Word Predictor Application

Caio Miyashiro
12/06/2014

An application to predict the next word given the previous ones

Algorithm Description

In previous analysis[1], we preprocessed and analyzed a corpus consisting of 3 datasets. From there, it was decided to keep a subset of the corpus and work with a n-gram algorithm classification.

We used 50.000 sentences from each dataset and created 4 matrices, for 1 to 4 gram sentences. The value of each n-gram matrix was consisted of n-1 words, and the name of the index was the last word.

[1] http://rpubs.com/caiomiyashiro/dataScienceCaps0/

Algorith Description II

Efficiency Concerns

Due to RAM limitations, we kept only the n-grams with a frequency bigger than a specified value, in this case > 5.

Word Prediction

Given a phrase, the algorithm search for a possible word (at the index name) in the 4-gram matrix. If no prediction is found, the algorithm rollback and search in the 3-gram matrix and so on, until the 1-gram matrix. In this situation, we can not decide which is the next word, so we use a string similarity algorithm [2] to try to correct any misspelling in the last word.

[2] http://www.r-bloggers.com/the-stringdist-package/

Shiny App

A practical application can be seen in this shiny page [3]. At the left there is a text input, where the user can enter with a sentence without the last word. After he presses the submit button, the algorithm will find the 3 most probable words that fits the phrase. If the algorithm does not find until the 1-gram analysis, it will predict 1 word only, verifying possible misspellings in the last word.

An example: For “You're the reason why I smile everyday. Can you follow me please? It would mean the”, the algorithm correctly predicts the word “world”.

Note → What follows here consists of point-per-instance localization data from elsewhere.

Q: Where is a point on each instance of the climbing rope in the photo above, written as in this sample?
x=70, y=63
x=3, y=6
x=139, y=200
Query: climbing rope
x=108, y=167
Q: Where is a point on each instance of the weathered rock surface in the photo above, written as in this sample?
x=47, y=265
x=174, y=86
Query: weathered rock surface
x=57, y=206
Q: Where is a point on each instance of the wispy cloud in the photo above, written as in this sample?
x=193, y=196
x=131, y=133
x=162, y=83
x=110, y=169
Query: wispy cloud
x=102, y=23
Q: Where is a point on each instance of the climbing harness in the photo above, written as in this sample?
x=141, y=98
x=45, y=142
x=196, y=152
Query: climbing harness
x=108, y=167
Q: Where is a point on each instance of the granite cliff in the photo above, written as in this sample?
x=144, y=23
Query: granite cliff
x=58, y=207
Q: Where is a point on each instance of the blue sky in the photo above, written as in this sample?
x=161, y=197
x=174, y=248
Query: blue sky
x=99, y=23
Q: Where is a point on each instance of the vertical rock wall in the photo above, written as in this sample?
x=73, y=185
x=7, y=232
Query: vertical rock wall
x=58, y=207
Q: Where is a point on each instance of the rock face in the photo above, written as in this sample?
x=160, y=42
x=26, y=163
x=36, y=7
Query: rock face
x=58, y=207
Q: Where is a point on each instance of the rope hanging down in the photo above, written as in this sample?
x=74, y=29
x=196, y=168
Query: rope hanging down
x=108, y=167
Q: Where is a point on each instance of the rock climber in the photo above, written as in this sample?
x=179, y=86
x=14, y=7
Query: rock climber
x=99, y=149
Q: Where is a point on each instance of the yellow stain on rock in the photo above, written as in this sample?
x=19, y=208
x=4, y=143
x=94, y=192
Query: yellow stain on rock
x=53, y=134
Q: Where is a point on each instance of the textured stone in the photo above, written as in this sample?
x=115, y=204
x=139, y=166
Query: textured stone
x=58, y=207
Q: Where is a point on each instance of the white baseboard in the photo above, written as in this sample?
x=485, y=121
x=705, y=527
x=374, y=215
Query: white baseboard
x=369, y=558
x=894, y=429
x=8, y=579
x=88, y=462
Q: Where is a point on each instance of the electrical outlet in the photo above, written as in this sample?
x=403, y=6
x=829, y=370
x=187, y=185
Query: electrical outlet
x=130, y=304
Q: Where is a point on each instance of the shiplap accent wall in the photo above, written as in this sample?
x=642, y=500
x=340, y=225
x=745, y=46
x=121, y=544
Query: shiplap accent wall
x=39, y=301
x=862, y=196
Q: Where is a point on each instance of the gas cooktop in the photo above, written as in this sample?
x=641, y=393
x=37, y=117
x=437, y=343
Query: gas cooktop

[3] http://caiomiyashiro.shinyapps.io/CapstoneShiny/

Final Considerations

Learning NLP from its basis was challenging and fun. And puting all the specialization knowledge together in one last project was really exciting.

Update. The coursera users have been having problems with the Shiny server, including me. (https://class.coursera.org/dsscapstone-002/forum/thread?thread_id=310). If you can't open my shiny project page, please run it locally. The code is small, so you can see there is no problems on executing on your local machine. All the files can be obtained here: https://www.dropbox.com/sh/ktxs7lop0but4ky/AACQWkZlJbDl9ojKpv43oiUNa?dl=0

Thank you. =D